It's time to give last rites to the worn-out medical/institutional model of long-term care. The swelling wave of grey baby boomers will not stand for it. It's time to develop long-term care that allows seniors, no matter what stage they are at, to live life to the fullest, to be the best they can be. Why not focus on everything residents can do, instead of on what they can't do?
Change has begun, but it needs to accelerate. During the past 25 years, numerous initiatives have emerged, changing the way long-term care is delivered. Examples include the Sherbrooke Community Centre in Saskatoon (nine-resident households), based on the Eden Alternative, and the Fisher Personal Care Home in Fisher Branch (10-resident households), based on the Chez Nous model, both built in 1999. They demonstrate that by providing home-like environments, especially for elders who have dementia, their quality of life significantly increases and drug use dramatically decreases.
The first step in developing a residential/household model is a commitment to creating facilities that are similar to normal homes, places where residents are surrounded by recognizable things and similar people. This means creating smaller individual homes or households. Based on the experience to date, 10-resident households seem to be effective, although a very successful Dutch facility has only six. The latter also provides seven different lifestyles based on the interests (professional, political, religious), preferences (music, art, food, hobbies), social or private activities, and daily routines of residents.
The household model ensures residents drive their own lives, as they did at home. Schedules are flexible. Residents get up, eat, participate in activities, and go to bed when they wish. Each household is served by a multi-skilled, self-managed, staff team that carries out the daily tasks and also befriends the residents. Meals are prepared in each household, providing cooking aromas and opportunities for residents to assist. The food is served family-style, giving residents choices. This results in heartier eating habits, better health, less food wastage, and a substantial decrease in food supplements and medication. The physical and cultural design reflects a sense of home: Residents move about with intent as they would in their own homes, eliminating the need for artificial features such as wandering paths and memory boxes. Remarkably, the household model is financially viable and sustainable. Studies show capital costs are similar, operating costs are lower, and the quality of services is superior.
In the past decade, numerous homes based on the Green House model have been constructed in the U.S. (They were developed by Dr. William Thomas who also started the Eden Alternative in 1994.) This model features clusters of free-standing homes with eight to 10 residents in each. Homes are run by self-managed, cross-trained teams who are dedicated to increasing the skills and capacities of the residents. This model has evolved and there is now an Urban Model Green House project, built near Boston in 2010. The facility consists of five floors with two 10-resident households per floor. The main floor contains numerous amenities as well as indoor access to other parts of the complex.
I am involved with an integrated model, currently in design in Calgary, that expands the household approach into a community model. Several multi-storey buildings will each contain a mixture of self-contained long-term-care households (10 residents each), supportive housing, independent living, and other forms of housing, thereby creating an integrated community. A main floor, with various recreational and commercial facilities, will connect the buildings.
In the U.K. and elsewhere, neighbourhoods and even cities are working to become more dementia-friendly. Ensuring the elderly live meaningful lives is becoming a human right.

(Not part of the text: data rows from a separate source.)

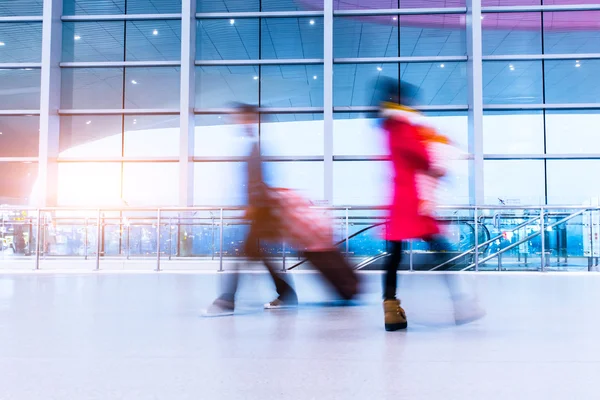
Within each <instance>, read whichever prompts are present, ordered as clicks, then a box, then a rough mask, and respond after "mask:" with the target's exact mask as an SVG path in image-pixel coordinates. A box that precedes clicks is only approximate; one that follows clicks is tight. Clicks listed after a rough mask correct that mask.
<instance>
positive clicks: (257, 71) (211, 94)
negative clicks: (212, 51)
mask: <svg viewBox="0 0 600 400" xmlns="http://www.w3.org/2000/svg"><path fill="white" fill-rule="evenodd" d="M232 102H242V103H251V104H258V67H257V66H240V67H220V66H219V67H197V68H196V107H197V108H215V107H230V106H231V103H232Z"/></svg>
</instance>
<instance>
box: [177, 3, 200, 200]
mask: <svg viewBox="0 0 600 400" xmlns="http://www.w3.org/2000/svg"><path fill="white" fill-rule="evenodd" d="M181 3H182V18H181V99H180V107H181V108H180V110H181V114H180V122H179V129H180V130H179V206H180V207H187V206H192V205H193V204H194V163H193V156H194V135H195V118H194V108H195V99H196V92H195V91H196V73H195V59H196V0H183V1H182V2H181Z"/></svg>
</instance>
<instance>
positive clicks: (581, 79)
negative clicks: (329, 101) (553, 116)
mask: <svg viewBox="0 0 600 400" xmlns="http://www.w3.org/2000/svg"><path fill="white" fill-rule="evenodd" d="M599 68H600V60H565V61H546V62H545V63H544V80H545V82H544V83H545V85H546V86H545V88H546V103H599V102H600V75H599V74H598V71H599Z"/></svg>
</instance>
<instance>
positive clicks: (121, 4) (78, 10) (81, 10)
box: [63, 0, 125, 15]
mask: <svg viewBox="0 0 600 400" xmlns="http://www.w3.org/2000/svg"><path fill="white" fill-rule="evenodd" d="M124 13H125V0H114V1H113V0H63V14H64V15H86V14H88V15H103V14H124Z"/></svg>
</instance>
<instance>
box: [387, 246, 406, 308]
mask: <svg viewBox="0 0 600 400" xmlns="http://www.w3.org/2000/svg"><path fill="white" fill-rule="evenodd" d="M389 246H390V256H389V257H388V258H387V261H386V263H385V275H384V281H383V298H384V300H395V299H396V286H397V285H398V267H399V266H400V262H401V261H402V242H389Z"/></svg>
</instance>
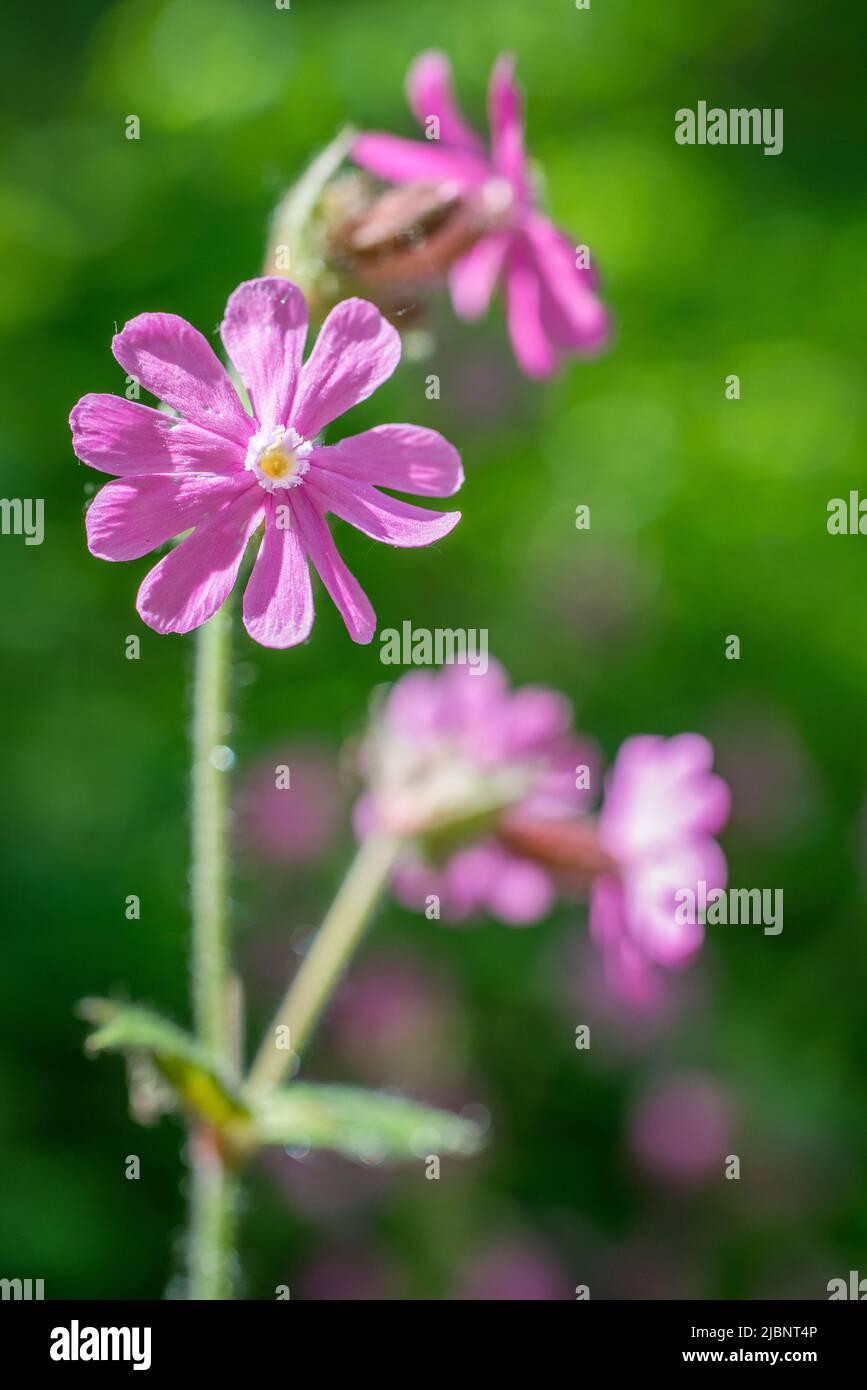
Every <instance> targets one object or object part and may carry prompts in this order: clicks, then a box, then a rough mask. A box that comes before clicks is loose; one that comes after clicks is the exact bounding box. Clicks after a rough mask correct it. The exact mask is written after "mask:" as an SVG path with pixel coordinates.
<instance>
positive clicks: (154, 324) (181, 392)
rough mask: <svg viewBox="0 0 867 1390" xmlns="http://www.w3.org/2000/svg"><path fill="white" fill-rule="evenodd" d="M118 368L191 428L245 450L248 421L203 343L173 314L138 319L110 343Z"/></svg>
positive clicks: (210, 351) (131, 324) (223, 377)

Change can be painful, especially for those who have a stake in the current worn-out, long-term-care system. But only change can prevent the abuses and disasters we hear about in the news. We need government policy, at all levels, to drive change. We need to stop medicalizing old age, even dementia, and to stop drugging people in facilities. We need to normalize old age and its challenges, to start seeing the potential in people no matter how elderly. We need to start by creating comfortable home-like environments that we'll be happy to live in if and when our time comes.
Rudy Friesen, partner emeritus at ft3, was the architect for the first Chez Nous personal care home. At 72, he wants to change long-term care before he gets there himself.